Descobrimos-lhe a tática do jogo, chegámos nós ao poder. A partir de agora quem manda aqui somos nós e ou ele obedece ou o expulsamos de casa. Fizemos dele refém, neste momento estrebucha, agarra-se, como uma lapa às rochas, ao único que tem, o nosso passado e convence-se que com isso nos pode dominar. Engana-se, já nos libertámos dele. Temos agora pela frente um presente e um futuro que dependem apenas de nós, no presente e no futuro. Agora é ele que vive numa gaiola, enclausurado, encurralado, acorrentado. Repete como um papagaio aquilo que lhe ditarmos quinhentas vezes. Alimentamo-lo a pão e água, não merece mais. Durante anos converteu a nossa vida num inferno, apresentando-nos de aperitivo, como primeiro prato e segundo tudo aquilo com que não sabíamos lidar e reservou-nos para sobremesa a dor e a impotência de não conseguirmos realizar os sonhos que ele nos projectou, os sonhos que eram dele e a que apelidava de nossos para nos convencer a lutar por eles. Torturou-nos até a exaustão, sem dor, sem sofrimento, sem compaixão e com dolo.
Sacana! Fez-nos sentir culpa e remorsos pelas suas frustrações, pela sua falta de capacidade, pela sua falta de competência enquanto líder, pela sua ganância de poder!
E nós obedecemos, humildemente obedecemos, porque o cérebro nos fez acreditar que “queria o melhor para nós!”

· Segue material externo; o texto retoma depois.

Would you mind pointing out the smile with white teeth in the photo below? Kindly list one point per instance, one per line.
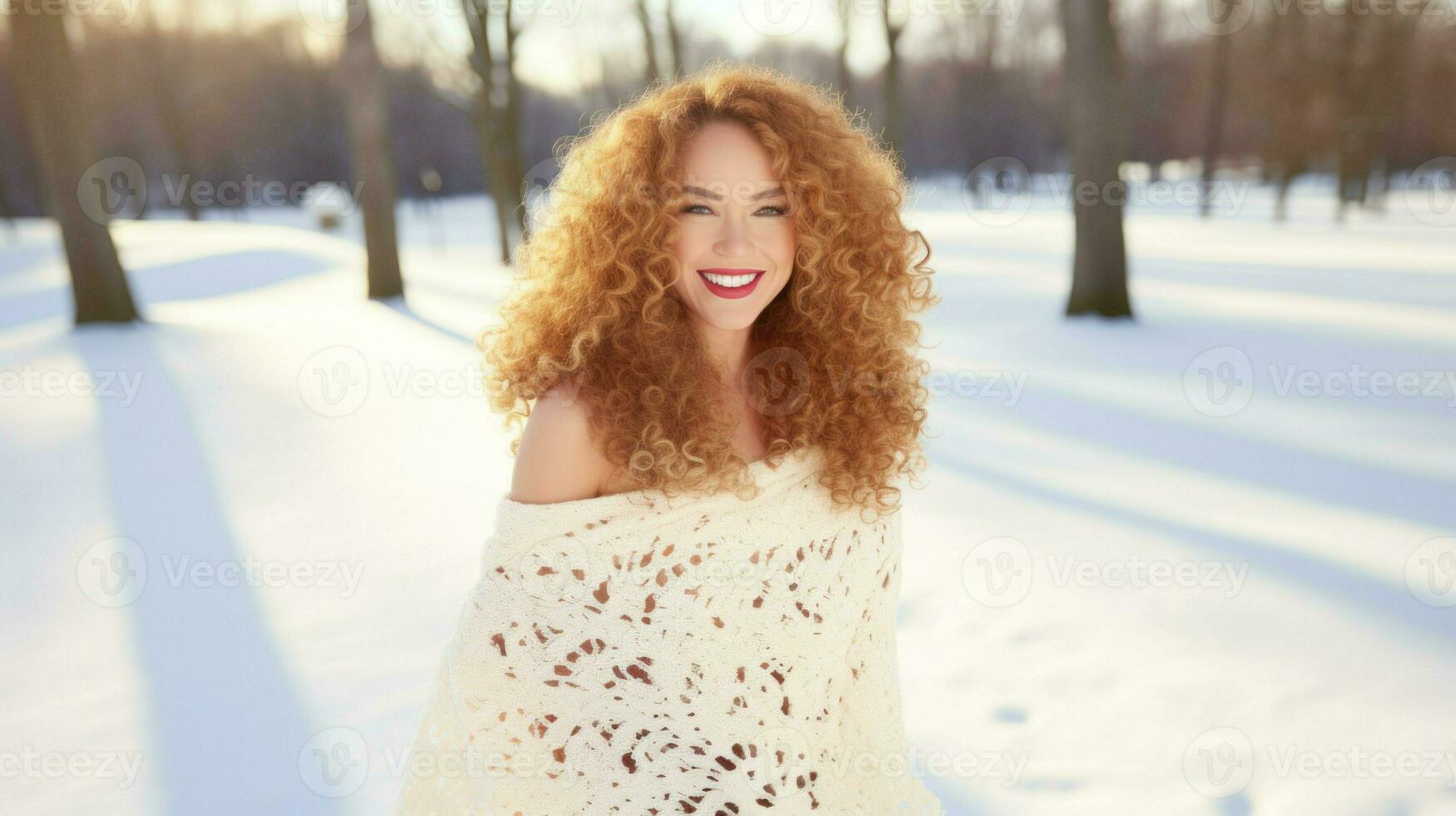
(731, 281)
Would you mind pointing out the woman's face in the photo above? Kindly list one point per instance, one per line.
(734, 235)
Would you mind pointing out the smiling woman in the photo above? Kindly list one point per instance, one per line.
(689, 600)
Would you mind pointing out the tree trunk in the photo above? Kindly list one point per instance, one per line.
(847, 81)
(371, 153)
(499, 124)
(1218, 105)
(648, 44)
(54, 104)
(893, 31)
(674, 41)
(168, 73)
(1096, 136)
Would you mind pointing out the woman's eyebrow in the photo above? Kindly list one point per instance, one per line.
(715, 197)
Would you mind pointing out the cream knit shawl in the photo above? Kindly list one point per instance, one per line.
(635, 653)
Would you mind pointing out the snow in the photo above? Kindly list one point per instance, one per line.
(1190, 565)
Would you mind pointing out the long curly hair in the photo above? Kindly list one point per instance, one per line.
(832, 356)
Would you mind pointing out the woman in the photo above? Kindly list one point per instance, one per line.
(688, 600)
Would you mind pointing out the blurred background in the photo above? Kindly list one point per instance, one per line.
(1185, 542)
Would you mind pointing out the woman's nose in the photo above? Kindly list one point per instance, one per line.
(733, 238)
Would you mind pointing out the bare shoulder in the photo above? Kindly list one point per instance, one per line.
(558, 460)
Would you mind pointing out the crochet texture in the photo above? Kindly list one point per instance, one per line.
(634, 653)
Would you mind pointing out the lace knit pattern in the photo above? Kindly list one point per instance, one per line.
(635, 653)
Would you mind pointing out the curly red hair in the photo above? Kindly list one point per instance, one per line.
(833, 361)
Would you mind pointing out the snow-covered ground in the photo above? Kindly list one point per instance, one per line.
(1201, 563)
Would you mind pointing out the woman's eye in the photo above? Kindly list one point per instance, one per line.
(703, 209)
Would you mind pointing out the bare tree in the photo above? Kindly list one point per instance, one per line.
(1222, 52)
(1094, 87)
(499, 122)
(1287, 97)
(894, 27)
(648, 42)
(166, 72)
(371, 152)
(56, 114)
(847, 81)
(674, 41)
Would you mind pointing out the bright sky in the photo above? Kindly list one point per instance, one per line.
(561, 47)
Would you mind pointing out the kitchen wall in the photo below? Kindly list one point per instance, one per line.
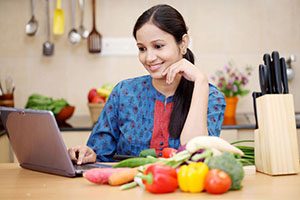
(221, 31)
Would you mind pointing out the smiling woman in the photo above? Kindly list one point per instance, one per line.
(166, 108)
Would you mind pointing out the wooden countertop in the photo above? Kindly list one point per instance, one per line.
(18, 183)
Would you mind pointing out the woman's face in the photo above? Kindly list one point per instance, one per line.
(157, 49)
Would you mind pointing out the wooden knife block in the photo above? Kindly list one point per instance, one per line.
(276, 146)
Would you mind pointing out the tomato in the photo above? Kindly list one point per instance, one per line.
(217, 182)
(168, 152)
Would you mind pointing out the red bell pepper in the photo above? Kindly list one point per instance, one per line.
(160, 179)
(168, 152)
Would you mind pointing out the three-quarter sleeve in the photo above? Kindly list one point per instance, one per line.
(215, 112)
(105, 134)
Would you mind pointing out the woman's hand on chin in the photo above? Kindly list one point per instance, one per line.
(186, 69)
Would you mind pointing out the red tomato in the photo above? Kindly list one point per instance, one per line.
(98, 99)
(217, 182)
(92, 93)
(168, 152)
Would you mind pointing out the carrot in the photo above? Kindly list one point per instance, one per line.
(122, 177)
(100, 175)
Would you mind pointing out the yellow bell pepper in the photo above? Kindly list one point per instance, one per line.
(191, 177)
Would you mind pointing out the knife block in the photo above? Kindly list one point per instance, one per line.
(276, 146)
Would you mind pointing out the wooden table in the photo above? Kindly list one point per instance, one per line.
(18, 183)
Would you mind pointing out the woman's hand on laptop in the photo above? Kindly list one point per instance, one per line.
(82, 154)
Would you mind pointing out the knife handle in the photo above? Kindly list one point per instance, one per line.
(277, 72)
(284, 76)
(254, 96)
(262, 78)
(267, 61)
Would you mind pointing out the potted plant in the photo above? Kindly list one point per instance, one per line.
(232, 82)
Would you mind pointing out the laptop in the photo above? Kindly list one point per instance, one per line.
(38, 144)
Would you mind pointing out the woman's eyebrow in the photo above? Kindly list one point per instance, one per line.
(153, 41)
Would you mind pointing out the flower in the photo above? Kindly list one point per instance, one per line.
(231, 81)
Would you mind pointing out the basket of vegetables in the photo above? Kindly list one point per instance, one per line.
(205, 164)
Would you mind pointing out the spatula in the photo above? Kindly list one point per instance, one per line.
(48, 46)
(94, 38)
(58, 19)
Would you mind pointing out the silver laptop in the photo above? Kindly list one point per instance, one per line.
(37, 142)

Mas temos, felizmente e a par dele, a mente, sobredotada, a nossa menina com QI acima da média e nossa aliada. Trabalha noite e dia, chega a conclusões fabulosas enquanto dormimos, verdadeiramente única, mas raciona-nos a informação disponível. Só diz uma vez: ou estamos atentos ou lá se vai tudo e para sempre! Não dá segundas oportunidades, não perde muito tempo connosco, quem não estiver atento nem sabe que a tem! E foi com ela que se deu o inevitável golpe de estado, militar, com mobilização de todas as forças armadas, incluindo as de reserva, por terra, por mar e por ar. O cérebro foi cercado, não havia nem fuga possível nem alternativa a ela!
Vivemos hoje num planeta de recreio, com tranquilidade, calma e plenitude. Invertemos papéis, subvertemos funções, alterámos competências. Agora quem dita as regras somos nós. Finalmente patrões, com quase cem biliões de neurónios como criados. A nossa praia! Aos que não obedecerem, cortamos-lhe na glicose!
Com disciplina militar daqui a um mês já podemos ir com ele a um restaurante sem nos envergonharmos.
Percebemos que a quem temos de treinar é o líder, a mente, que é quem dá as ordens porque o cérebro nasceu para obedecer. O que lhe dissermos para fazer, ele faz.
Há pessoas que nos querem emprestar o cérebro delas para fazer connosco o que o nosso fazia, enquanto deixámos. E nós sorrimos, tranquilamente sorrimos. Agora a nossa paz é inabalável e é engraçado perceber como isso desestabiliza as intenções. Julgavam-se capazes de o fazer e a nós incapazes de o reconhecer. Acrescentam requintadamente ao que foi nosso, uma característica peculiar, a manipulação. Prato que já digerimos, a quente e a frio. A única coisa que conseguem é arrastar-nos para um café, a que vamos por curiosidade. Essa mesma, a de instinto animal que não conseguimos apagar da nossa natureza não humana. Mas é pacífico. Vamos e vimos. Vimos como fomos, em paz.
Maníacos? Talvez. Ditadores? Possivelmente. Tiranos? É uma hipótese a pôr, mas nunca traidores.